This year, seven new projects led by eleven faculty PIs across six MIT departments will be funded with two-year grants of up to $200,000, overhead free. The winning projects include a silk-based food safety sensor; research into climate vulnerability and resilience in agriculture using biological engineering as well as crop modeling and sensors; an archeological and materials engineering approach to understanding fertile tropical soils; and three different strategies for water purification and management.
A very different approach to improving agricultural productivity involves better understanding and managing soil fertility. In another innovative multidisciplinary project, three PIs whose expertise spans geoscience, archaeology, and materials engineering will collaborate to improve our understanding of extensive deposits of rich soils known as terra preta (“dark earth” in Portuguese) in the Amazon Basin that pre-Columbian societies created and cultivated between 500 and about 8,700 years ago. Many tropical soils are nutrient-poor and contain little organic carbon, but terra preta is so carbon-rich and fertile that it is still farmed (and destructively mined) today. Researchers are now attempting to reproduce terra preta as part of a strategy for sustainable tropical agriculture and carbon sequestration. A team consisting of Taylor Perron, associate professor in the Department of Earth, Atmospheric and Planetary Sciences, and Dorothy Hosler and Heather Lechtman, both professors of archaeology and ancient technology in the Department of Materials Science and Engineering, aims to inform agricultural practices in tropical developing nations by investigating how the rivers of the Amazon region influenced terra preta formation.
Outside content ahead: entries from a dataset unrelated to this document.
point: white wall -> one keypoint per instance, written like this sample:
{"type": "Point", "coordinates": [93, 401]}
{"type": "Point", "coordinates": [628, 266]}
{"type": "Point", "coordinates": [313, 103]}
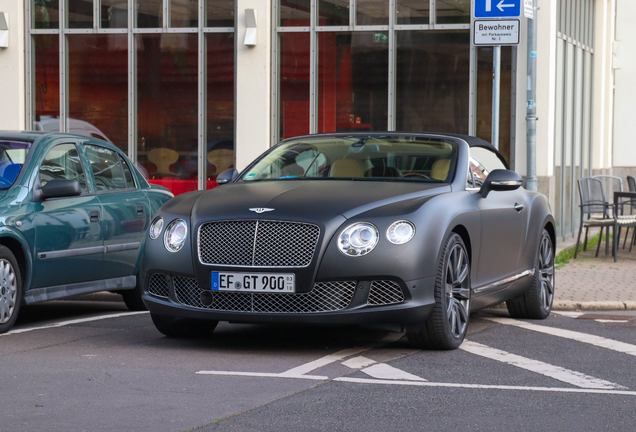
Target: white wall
{"type": "Point", "coordinates": [253, 93]}
{"type": "Point", "coordinates": [624, 145]}
{"type": "Point", "coordinates": [12, 69]}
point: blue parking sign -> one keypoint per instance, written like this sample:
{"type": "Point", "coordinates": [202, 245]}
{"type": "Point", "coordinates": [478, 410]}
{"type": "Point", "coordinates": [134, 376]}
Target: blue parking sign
{"type": "Point", "coordinates": [497, 8]}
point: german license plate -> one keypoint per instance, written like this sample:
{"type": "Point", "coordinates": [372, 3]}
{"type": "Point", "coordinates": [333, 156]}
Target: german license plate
{"type": "Point", "coordinates": [253, 282]}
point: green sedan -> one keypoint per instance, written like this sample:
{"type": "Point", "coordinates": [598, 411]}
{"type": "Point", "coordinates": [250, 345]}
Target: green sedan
{"type": "Point", "coordinates": [73, 216]}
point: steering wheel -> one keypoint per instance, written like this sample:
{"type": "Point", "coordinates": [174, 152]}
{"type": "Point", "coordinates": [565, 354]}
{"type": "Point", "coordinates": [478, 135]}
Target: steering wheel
{"type": "Point", "coordinates": [416, 175]}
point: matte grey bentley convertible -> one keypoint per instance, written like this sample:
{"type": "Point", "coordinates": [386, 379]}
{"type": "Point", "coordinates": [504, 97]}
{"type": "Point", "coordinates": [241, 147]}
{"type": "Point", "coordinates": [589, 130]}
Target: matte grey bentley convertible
{"type": "Point", "coordinates": [413, 230]}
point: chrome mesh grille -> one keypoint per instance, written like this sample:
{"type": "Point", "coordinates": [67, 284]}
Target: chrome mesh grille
{"type": "Point", "coordinates": [384, 293]}
{"type": "Point", "coordinates": [158, 285]}
{"type": "Point", "coordinates": [324, 297]}
{"type": "Point", "coordinates": [259, 243]}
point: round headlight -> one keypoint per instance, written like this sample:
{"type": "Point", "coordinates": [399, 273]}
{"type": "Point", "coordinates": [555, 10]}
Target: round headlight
{"type": "Point", "coordinates": [156, 227]}
{"type": "Point", "coordinates": [175, 236]}
{"type": "Point", "coordinates": [358, 239]}
{"type": "Point", "coordinates": [400, 232]}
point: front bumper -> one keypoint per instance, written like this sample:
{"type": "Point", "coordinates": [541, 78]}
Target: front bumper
{"type": "Point", "coordinates": [354, 302]}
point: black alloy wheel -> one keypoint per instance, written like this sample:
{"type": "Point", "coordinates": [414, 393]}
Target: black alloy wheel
{"type": "Point", "coordinates": [536, 303]}
{"type": "Point", "coordinates": [446, 326]}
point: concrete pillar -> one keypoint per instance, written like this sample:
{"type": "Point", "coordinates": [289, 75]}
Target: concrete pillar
{"type": "Point", "coordinates": [253, 82]}
{"type": "Point", "coordinates": [12, 73]}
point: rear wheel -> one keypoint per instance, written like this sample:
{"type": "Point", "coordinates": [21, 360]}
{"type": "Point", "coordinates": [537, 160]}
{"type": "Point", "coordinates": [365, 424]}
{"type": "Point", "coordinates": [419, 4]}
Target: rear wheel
{"type": "Point", "coordinates": [185, 328]}
{"type": "Point", "coordinates": [537, 302]}
{"type": "Point", "coordinates": [10, 289]}
{"type": "Point", "coordinates": [446, 326]}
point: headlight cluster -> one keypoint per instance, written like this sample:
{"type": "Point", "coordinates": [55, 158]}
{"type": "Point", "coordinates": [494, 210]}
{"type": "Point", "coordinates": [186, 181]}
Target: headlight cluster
{"type": "Point", "coordinates": [361, 238]}
{"type": "Point", "coordinates": [175, 236]}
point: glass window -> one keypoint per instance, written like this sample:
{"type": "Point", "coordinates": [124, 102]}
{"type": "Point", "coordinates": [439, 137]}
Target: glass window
{"type": "Point", "coordinates": [453, 11]}
{"type": "Point", "coordinates": [220, 102]}
{"type": "Point", "coordinates": [295, 13]}
{"type": "Point", "coordinates": [46, 13]}
{"type": "Point", "coordinates": [98, 87]}
{"type": "Point", "coordinates": [167, 113]}
{"type": "Point", "coordinates": [184, 13]}
{"type": "Point", "coordinates": [114, 14]}
{"type": "Point", "coordinates": [62, 162]}
{"type": "Point", "coordinates": [333, 12]}
{"type": "Point", "coordinates": [353, 81]}
{"type": "Point", "coordinates": [79, 13]}
{"type": "Point", "coordinates": [46, 82]}
{"type": "Point", "coordinates": [107, 169]}
{"type": "Point", "coordinates": [150, 13]}
{"type": "Point", "coordinates": [413, 11]}
{"type": "Point", "coordinates": [294, 84]}
{"type": "Point", "coordinates": [372, 12]}
{"type": "Point", "coordinates": [220, 13]}
{"type": "Point", "coordinates": [433, 76]}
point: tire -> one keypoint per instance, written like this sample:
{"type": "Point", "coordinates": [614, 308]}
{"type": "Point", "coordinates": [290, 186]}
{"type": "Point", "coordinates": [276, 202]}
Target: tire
{"type": "Point", "coordinates": [10, 289]}
{"type": "Point", "coordinates": [183, 328]}
{"type": "Point", "coordinates": [446, 326]}
{"type": "Point", "coordinates": [132, 297]}
{"type": "Point", "coordinates": [536, 303]}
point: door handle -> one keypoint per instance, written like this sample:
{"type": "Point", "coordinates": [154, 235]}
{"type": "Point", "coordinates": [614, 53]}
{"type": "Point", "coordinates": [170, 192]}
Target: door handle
{"type": "Point", "coordinates": [94, 214]}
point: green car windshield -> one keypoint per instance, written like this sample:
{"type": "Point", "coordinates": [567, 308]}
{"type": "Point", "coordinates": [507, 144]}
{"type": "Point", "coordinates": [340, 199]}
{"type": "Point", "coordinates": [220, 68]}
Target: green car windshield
{"type": "Point", "coordinates": [392, 158]}
{"type": "Point", "coordinates": [12, 157]}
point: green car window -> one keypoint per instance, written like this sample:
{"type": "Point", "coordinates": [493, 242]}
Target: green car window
{"type": "Point", "coordinates": [107, 169]}
{"type": "Point", "coordinates": [62, 162]}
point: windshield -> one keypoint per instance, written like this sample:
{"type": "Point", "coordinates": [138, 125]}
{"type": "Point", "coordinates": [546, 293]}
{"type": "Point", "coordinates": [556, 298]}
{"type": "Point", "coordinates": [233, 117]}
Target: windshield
{"type": "Point", "coordinates": [12, 157]}
{"type": "Point", "coordinates": [394, 158]}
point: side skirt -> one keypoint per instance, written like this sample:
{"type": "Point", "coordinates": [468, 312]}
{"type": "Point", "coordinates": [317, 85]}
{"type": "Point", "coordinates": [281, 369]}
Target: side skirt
{"type": "Point", "coordinates": [60, 291]}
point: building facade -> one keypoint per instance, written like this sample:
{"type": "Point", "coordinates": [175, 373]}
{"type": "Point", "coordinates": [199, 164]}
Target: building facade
{"type": "Point", "coordinates": [176, 84]}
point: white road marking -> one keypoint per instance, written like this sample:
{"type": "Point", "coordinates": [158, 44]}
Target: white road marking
{"type": "Point", "coordinates": [484, 386]}
{"type": "Point", "coordinates": [358, 362]}
{"type": "Point", "coordinates": [323, 361]}
{"type": "Point", "coordinates": [71, 322]}
{"type": "Point", "coordinates": [384, 371]}
{"type": "Point", "coordinates": [263, 374]}
{"type": "Point", "coordinates": [556, 372]}
{"type": "Point", "coordinates": [598, 341]}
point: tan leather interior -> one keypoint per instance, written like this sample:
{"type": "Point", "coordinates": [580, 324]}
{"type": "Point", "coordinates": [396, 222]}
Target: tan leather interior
{"type": "Point", "coordinates": [346, 168]}
{"type": "Point", "coordinates": [440, 169]}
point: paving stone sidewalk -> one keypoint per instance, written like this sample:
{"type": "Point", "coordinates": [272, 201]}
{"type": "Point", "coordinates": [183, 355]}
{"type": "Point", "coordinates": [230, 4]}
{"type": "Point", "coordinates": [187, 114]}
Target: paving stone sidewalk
{"type": "Point", "coordinates": [597, 283]}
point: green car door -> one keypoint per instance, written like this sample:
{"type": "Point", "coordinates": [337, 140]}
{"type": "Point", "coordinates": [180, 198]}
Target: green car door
{"type": "Point", "coordinates": [68, 232]}
{"type": "Point", "coordinates": [126, 213]}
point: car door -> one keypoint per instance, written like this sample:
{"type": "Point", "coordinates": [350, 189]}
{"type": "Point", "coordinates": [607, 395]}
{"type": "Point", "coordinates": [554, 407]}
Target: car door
{"type": "Point", "coordinates": [502, 224]}
{"type": "Point", "coordinates": [125, 210]}
{"type": "Point", "coordinates": [68, 235]}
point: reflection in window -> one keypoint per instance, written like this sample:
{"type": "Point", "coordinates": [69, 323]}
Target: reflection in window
{"type": "Point", "coordinates": [353, 81]}
{"type": "Point", "coordinates": [167, 116]}
{"type": "Point", "coordinates": [98, 87]}
{"type": "Point", "coordinates": [333, 12]}
{"type": "Point", "coordinates": [107, 170]}
{"type": "Point", "coordinates": [413, 11]}
{"type": "Point", "coordinates": [220, 13]}
{"type": "Point", "coordinates": [295, 12]}
{"type": "Point", "coordinates": [433, 69]}
{"type": "Point", "coordinates": [46, 83]}
{"type": "Point", "coordinates": [294, 84]}
{"type": "Point", "coordinates": [62, 162]}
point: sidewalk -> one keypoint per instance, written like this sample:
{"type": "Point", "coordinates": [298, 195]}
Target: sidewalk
{"type": "Point", "coordinates": [589, 283]}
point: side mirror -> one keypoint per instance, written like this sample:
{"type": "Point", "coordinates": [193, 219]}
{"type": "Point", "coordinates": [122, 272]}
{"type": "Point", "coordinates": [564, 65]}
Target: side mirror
{"type": "Point", "coordinates": [501, 180]}
{"type": "Point", "coordinates": [60, 188]}
{"type": "Point", "coordinates": [227, 176]}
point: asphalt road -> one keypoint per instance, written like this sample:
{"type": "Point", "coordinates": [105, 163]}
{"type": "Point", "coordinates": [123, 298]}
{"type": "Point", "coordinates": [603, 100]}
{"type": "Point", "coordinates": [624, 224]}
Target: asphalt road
{"type": "Point", "coordinates": [86, 365]}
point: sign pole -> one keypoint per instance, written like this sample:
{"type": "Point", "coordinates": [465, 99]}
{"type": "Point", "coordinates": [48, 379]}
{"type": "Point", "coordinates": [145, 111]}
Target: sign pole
{"type": "Point", "coordinates": [496, 95]}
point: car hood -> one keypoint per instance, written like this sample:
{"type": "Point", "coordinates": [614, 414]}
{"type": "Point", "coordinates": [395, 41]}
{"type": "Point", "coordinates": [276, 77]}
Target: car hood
{"type": "Point", "coordinates": [311, 199]}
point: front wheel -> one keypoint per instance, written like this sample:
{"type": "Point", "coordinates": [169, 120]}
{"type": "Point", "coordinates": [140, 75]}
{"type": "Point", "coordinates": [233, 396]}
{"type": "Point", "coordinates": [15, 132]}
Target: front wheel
{"type": "Point", "coordinates": [446, 327]}
{"type": "Point", "coordinates": [537, 302]}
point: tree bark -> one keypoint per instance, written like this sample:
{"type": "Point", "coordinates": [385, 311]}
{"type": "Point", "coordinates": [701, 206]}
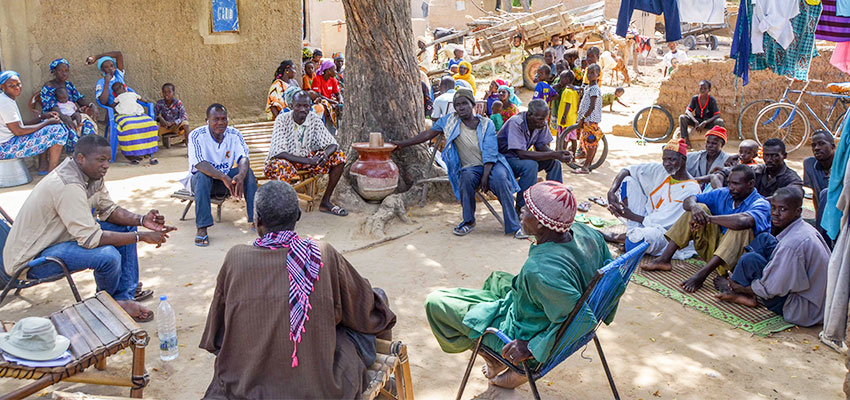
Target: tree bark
{"type": "Point", "coordinates": [383, 94]}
Julia Ortony, the Finmeccanica Career Development Assistant Professor of Engineering in the Department of Materials Science and Engineering, will be taking a different approach to arsenic contamination. Her lab develops molecular nanomaterials for environmental contaminant remediation. A J-WAFS seed grant will support her development of a robust, high surface-area material made of small molecules that can be designed to sequester arsenic from drinking water.